You might think that a coach who’s been coaching for ten years would be a masterful coach, but that’s not necessarily the case. Just doing the same thing over and over again doesn’t turn someone into a world-class performer, argues Colvin, in his excellent book, “Talent Is Overrated: What Really Separates World-Class Performers from Everybody Else.”
I’ve known coaches who’ve been at it for over ten years — who even train and mentor other coaches — who regularly make what I consider to be rookie mistakes when they coach.
I’ve known talented newbies.
I’ve known coaches who learn quickly and deeply from just a little experience working with clients. They keep evolving. I’ve known coaches who do the same thing, year after year, with little learning and growing.
Experience and/or success in a particular subject
Some coaches hold themselves out as experts in a specific field, like business or parenting. They often point to their experience or success in that field as one of their qualifications. A business coach will tell you that she started three successful businesses herself.
In my view, experience is generally necessary for a person to be an expert in a field, but by no means a guarantee of it. Also, a coach’s personal success may not translate into an ability to help you replicate it. Her analysis of the reasons for her success may not be accurate. She may not be able to communicate her approach well to you. And her approach may work for her, but not for you.
A coach’s high rate of success with clients who are similar to you and are working on projects like yours could be truly helpful evidence of a coach’s competence.

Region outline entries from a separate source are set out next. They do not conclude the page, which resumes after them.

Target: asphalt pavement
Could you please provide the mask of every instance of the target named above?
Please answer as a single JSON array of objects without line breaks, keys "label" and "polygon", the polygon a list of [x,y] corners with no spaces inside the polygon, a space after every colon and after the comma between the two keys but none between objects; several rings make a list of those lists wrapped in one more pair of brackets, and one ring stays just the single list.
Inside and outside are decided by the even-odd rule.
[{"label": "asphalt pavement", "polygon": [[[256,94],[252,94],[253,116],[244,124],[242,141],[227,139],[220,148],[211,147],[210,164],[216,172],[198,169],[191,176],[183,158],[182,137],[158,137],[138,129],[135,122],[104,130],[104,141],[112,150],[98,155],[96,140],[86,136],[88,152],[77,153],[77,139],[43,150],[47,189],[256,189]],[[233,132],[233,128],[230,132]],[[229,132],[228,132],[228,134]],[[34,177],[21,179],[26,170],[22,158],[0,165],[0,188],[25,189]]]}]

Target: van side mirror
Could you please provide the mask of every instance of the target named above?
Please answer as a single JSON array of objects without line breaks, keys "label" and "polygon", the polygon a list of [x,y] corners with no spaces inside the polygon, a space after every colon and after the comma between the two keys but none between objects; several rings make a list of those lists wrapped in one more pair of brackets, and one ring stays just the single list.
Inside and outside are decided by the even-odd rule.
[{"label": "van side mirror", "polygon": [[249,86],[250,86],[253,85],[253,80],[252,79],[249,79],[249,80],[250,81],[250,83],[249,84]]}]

Unfortunately, there’s no way of getting accurate, complete data about clients’ results. Coaches often don’t have the information. They don’t necessarily know the long-term effects of their work with clients.

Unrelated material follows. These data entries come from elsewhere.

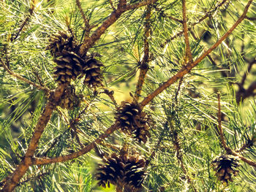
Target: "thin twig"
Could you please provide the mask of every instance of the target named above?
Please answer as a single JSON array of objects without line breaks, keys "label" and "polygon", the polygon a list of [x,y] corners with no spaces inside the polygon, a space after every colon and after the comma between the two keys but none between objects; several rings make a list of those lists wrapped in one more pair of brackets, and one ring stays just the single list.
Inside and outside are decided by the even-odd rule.
[{"label": "thin twig", "polygon": [[110,4],[111,8],[113,10],[116,11],[116,8],[114,7],[114,4],[112,2],[112,0],[109,0],[109,3]]},{"label": "thin twig", "polygon": [[111,126],[109,128],[108,128],[104,134],[101,134],[98,137],[97,139],[96,139],[94,142],[91,142],[86,147],[84,147],[83,149],[80,150],[79,151],[72,153],[71,154],[56,157],[56,158],[33,158],[31,160],[32,164],[34,165],[44,165],[44,164],[54,164],[57,162],[64,162],[71,159],[76,158],[80,155],[83,155],[86,154],[86,153],[89,152],[91,150],[92,150],[96,144],[99,144],[104,139],[108,137],[110,134],[112,134],[113,131],[117,130],[118,128],[118,123],[114,123],[113,126]]},{"label": "thin twig", "polygon": [[48,88],[47,87],[44,87],[40,85],[38,85],[35,82],[33,82],[30,80],[29,80],[28,79],[26,79],[23,77],[21,77],[20,74],[15,73],[14,72],[12,72],[11,69],[9,69],[9,67],[4,64],[4,62],[3,61],[1,61],[1,59],[0,58],[1,63],[2,64],[2,66],[4,67],[4,69],[12,76],[13,76],[14,77],[16,77],[17,79],[19,79],[20,80],[22,80],[26,83],[29,83],[40,90],[42,90],[44,91],[45,91],[46,93],[49,93],[50,89]]},{"label": "thin twig", "polygon": [[250,72],[252,66],[255,64],[256,64],[256,58],[255,58],[254,60],[252,60],[251,62],[249,63],[248,67],[247,67],[247,71],[244,72],[239,86],[241,86],[241,87],[244,86],[244,82],[245,82],[246,77],[248,77],[248,74]]},{"label": "thin twig", "polygon": [[91,26],[90,26],[90,24],[89,24],[89,20],[86,18],[83,10],[83,8],[82,8],[82,6],[81,6],[81,3],[80,2],[80,1],[79,0],[75,0],[75,2],[77,4],[77,6],[78,7],[80,13],[82,15],[82,17],[83,17],[83,23],[85,24],[86,33],[85,33],[84,41],[86,41],[88,39],[89,35],[90,35],[90,31],[91,31]]},{"label": "thin twig", "polygon": [[[182,16],[183,16],[183,31],[185,37],[186,44],[186,53],[185,53],[185,64],[193,62],[192,55],[191,53],[189,40],[189,33],[187,26],[187,15],[186,15],[186,0],[182,0]],[[188,62],[187,62],[187,58],[188,58]]]},{"label": "thin twig", "polygon": [[[193,32],[192,30],[190,31],[190,33],[191,33],[192,37],[194,38],[195,40],[196,40],[196,41],[198,41],[198,40],[199,40],[199,39],[195,36],[195,33]],[[200,38],[201,38],[201,37],[200,37]],[[203,50],[206,52],[206,49],[204,47],[204,48],[203,48]],[[213,58],[211,56],[210,54],[207,55],[207,58],[208,58],[208,60],[210,60],[211,63],[213,65],[216,66],[218,68],[218,69],[220,70],[220,72],[221,72],[222,77],[227,77],[227,74],[225,73],[224,69],[222,68],[222,67],[220,67],[220,66],[219,66],[217,65],[217,64],[214,61],[214,60],[213,59]]]},{"label": "thin twig", "polygon": [[167,15],[167,13],[165,13],[165,12],[162,10],[162,9],[158,8],[157,6],[153,6],[153,7],[154,7],[154,9],[156,9],[156,11],[157,11],[157,12],[159,12],[159,15],[160,15],[162,18],[169,18],[169,19],[170,19],[170,20],[173,20],[177,21],[177,22],[178,22],[178,23],[182,23],[182,20],[179,20],[179,19],[178,19],[178,18],[174,18],[174,17],[173,17],[173,16],[171,16],[171,15]]},{"label": "thin twig", "polygon": [[53,93],[52,93],[49,101],[46,104],[45,110],[37,121],[24,158],[20,162],[19,165],[16,167],[12,174],[7,177],[8,179],[4,183],[4,186],[1,191],[12,191],[19,183],[20,180],[25,174],[29,166],[32,165],[31,159],[37,147],[39,140],[46,127],[46,125],[50,120],[53,111],[56,108],[56,103],[61,99],[64,90],[65,86],[61,85]]},{"label": "thin twig", "polygon": [[135,99],[138,100],[140,98],[140,95],[142,91],[146,73],[148,70],[148,58],[149,58],[149,45],[148,37],[150,36],[150,17],[151,17],[151,7],[149,5],[146,8],[146,23],[144,31],[144,55],[140,66],[140,76],[136,85],[135,91]]},{"label": "thin twig", "polygon": [[20,25],[20,29],[18,31],[17,34],[14,36],[12,36],[10,39],[11,42],[13,42],[15,40],[21,33],[22,30],[25,27],[25,26],[28,23],[29,20],[30,20],[31,17],[34,14],[34,10],[35,8],[35,0],[31,0],[30,3],[31,8],[29,9],[29,15],[26,17],[26,18],[24,20],[23,23]]},{"label": "thin twig", "polygon": [[145,0],[143,1],[134,4],[132,5],[127,5],[126,1],[120,1],[117,9],[112,12],[110,15],[102,23],[102,24],[96,29],[95,32],[91,34],[86,42],[84,42],[80,48],[80,53],[81,55],[84,55],[87,50],[91,48],[104,32],[113,23],[114,23],[121,15],[126,11],[135,9],[142,6],[153,4],[157,0]]},{"label": "thin twig", "polygon": [[157,2],[157,0],[145,0],[141,2],[138,2],[137,4],[131,4],[131,5],[127,5],[126,7],[127,10],[131,10],[131,9],[138,9],[140,7],[145,6],[145,5],[148,5],[148,4],[154,4],[155,2]]},{"label": "thin twig", "polygon": [[174,146],[174,149],[176,150],[176,158],[178,159],[178,161],[180,163],[180,165],[181,166],[182,171],[184,173],[184,174],[186,175],[187,180],[188,181],[188,183],[190,184],[190,186],[192,187],[192,188],[194,190],[194,191],[197,192],[197,190],[196,189],[196,188],[194,185],[194,183],[192,181],[192,180],[190,178],[187,169],[183,163],[183,155],[181,153],[181,146],[179,144],[179,139],[178,137],[178,133],[176,131],[173,131],[173,146]]},{"label": "thin twig", "polygon": [[256,18],[249,18],[249,17],[245,17],[246,19],[249,20],[256,20]]},{"label": "thin twig", "polygon": [[[211,11],[207,12],[202,18],[200,18],[200,19],[198,19],[197,21],[193,23],[192,24],[190,25],[190,26],[188,28],[188,31],[190,31],[190,30],[197,24],[199,24],[200,23],[201,23],[203,20],[204,20],[205,19],[211,17],[217,10],[217,9],[219,9],[219,7],[222,7],[225,2],[227,1],[227,0],[223,0],[220,4],[219,4],[218,5],[217,5],[213,9],[211,9]],[[176,34],[174,34],[173,37],[171,37],[170,39],[167,39],[164,43],[162,43],[161,45],[162,47],[164,47],[165,46],[166,44],[167,44],[168,42],[170,42],[170,41],[173,40],[175,38],[177,38],[178,37],[180,37],[181,35],[182,35],[184,33],[184,31],[177,32]]]},{"label": "thin twig", "polygon": [[155,96],[161,93],[163,91],[165,91],[167,88],[168,88],[170,85],[176,82],[178,79],[181,79],[185,74],[188,74],[192,69],[193,69],[195,66],[197,66],[203,58],[205,58],[209,53],[213,51],[216,47],[217,47],[231,33],[232,31],[239,25],[241,22],[243,21],[244,17],[246,16],[249,7],[251,5],[253,0],[249,0],[247,4],[244,7],[243,14],[240,16],[240,18],[236,20],[236,22],[233,25],[233,26],[214,45],[210,47],[208,50],[206,50],[201,56],[200,56],[197,59],[196,59],[192,64],[187,64],[184,66],[174,76],[173,76],[170,79],[169,79],[167,82],[164,82],[161,86],[157,88],[153,93],[149,94],[146,98],[144,99],[143,101],[140,102],[141,106],[146,105],[148,102],[150,102]]}]

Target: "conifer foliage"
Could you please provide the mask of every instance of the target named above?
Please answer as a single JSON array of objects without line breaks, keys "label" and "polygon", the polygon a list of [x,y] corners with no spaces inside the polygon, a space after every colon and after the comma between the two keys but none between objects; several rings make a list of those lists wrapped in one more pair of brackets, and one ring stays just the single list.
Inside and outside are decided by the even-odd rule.
[{"label": "conifer foliage", "polygon": [[0,191],[254,191],[255,9],[0,1]]}]

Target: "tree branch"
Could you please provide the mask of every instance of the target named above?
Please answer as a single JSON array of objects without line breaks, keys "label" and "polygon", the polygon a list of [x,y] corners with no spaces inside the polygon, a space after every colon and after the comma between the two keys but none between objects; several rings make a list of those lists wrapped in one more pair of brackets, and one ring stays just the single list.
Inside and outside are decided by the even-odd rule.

And even if coaches did have this data, they probably wouldn’t share all of it with the public. Coaches typically will tell you about their success stories, even if those stories represent only a tiny fraction of their clients.
Some coaches list memberships in specialty coaching organizations — like an organization of coaches who work with people who have ADHD — as one of their credentials. Professional memberships may be valuable to the coaches who participate in them, but they are not indications that a coach has achieved mastery in a particular area of coaching.
Generally, the only requirement for a coach to join a professional organization is a willingness to pay the organization’s fees.
My suggestion: form your own impression
Instead of relying heavily on life coach qualifications to find a coach who’s a good fit for you, I recommend that you form your own impression of the coaches you’re considering and trust that. You can read their websites and other materials. You can listen to them being interviewed, giving classes, doing podcasts, and/or any other audio that’s available. You can watch any videos they have on YouTube or their sites. And you can experience them firsthand in a free initial coaching session/interview.
Your sense of a coach is your best indicator of whether or not the coach is a good fit for you.